Giving Smarter While Helping Your Estate
John Schuman, a principal at Budros, Ruhlin & Roe Inc., a Columbus-based wealth-management firm, suggested Ms. Ridgley set up a charitable lead trust. "She wanted to give [the sale proceeds] to her kids, but she also had these charitable goals," Mr. Schuman says. The trust presented an opportunity "to balance those interests."
In July 2004, Ms. Ridgley transferred her money to the trust for a term of eight years. The IRS's hurdle rate at the time was 5%, but Ms. Ridgley took advantage of a rule that allowed her to use the rate from two months earlier, a relatively low 3.8%.
Today, the combination of low interest rates and depressed asset values makes it a "perfect storm of opportunity" for the affluent to execute charitable lead trusts and other vehicles that remove wealth from their estates and pass it tax-free to heirs, says Herb Daroff, an estate-planning lawyer at Baystate Financial Planning, a Boston wealth-advisory firm.
Financial advisers say that's important because the estate tax is likely to remain under a Democratic White House and Congress.
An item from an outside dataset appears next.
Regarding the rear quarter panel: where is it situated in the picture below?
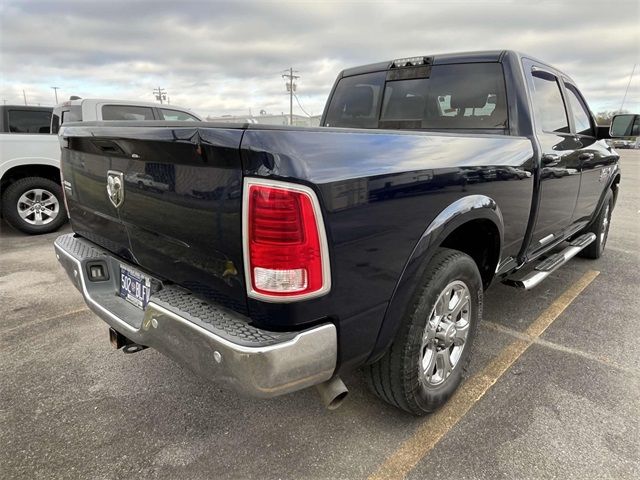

The current basic federal estate-tax exemption for 2009 is $3.5 million, with a top rate of 45%.
The tax is scheduled to vanish next year and then return in 2011 with a $1 million exemption and a top rate of 55%. But President Barack Obama said during the presidential campaign that he favors extending the current $3.5 million per-person exemption and 45% top rate into future years.
Two Trust Flavors
Charitable lead trusts generally come in two flavors: charitable lead annuity trusts and charitable lead unitrusts. In an annuity trust, the donor sets a fixed annual gift for charities. In a unitrust, the charitable beneficiaries receive a percentage of the trust's value each year, meaning those benefits will fluctuate based on the trust's investment returns or losses.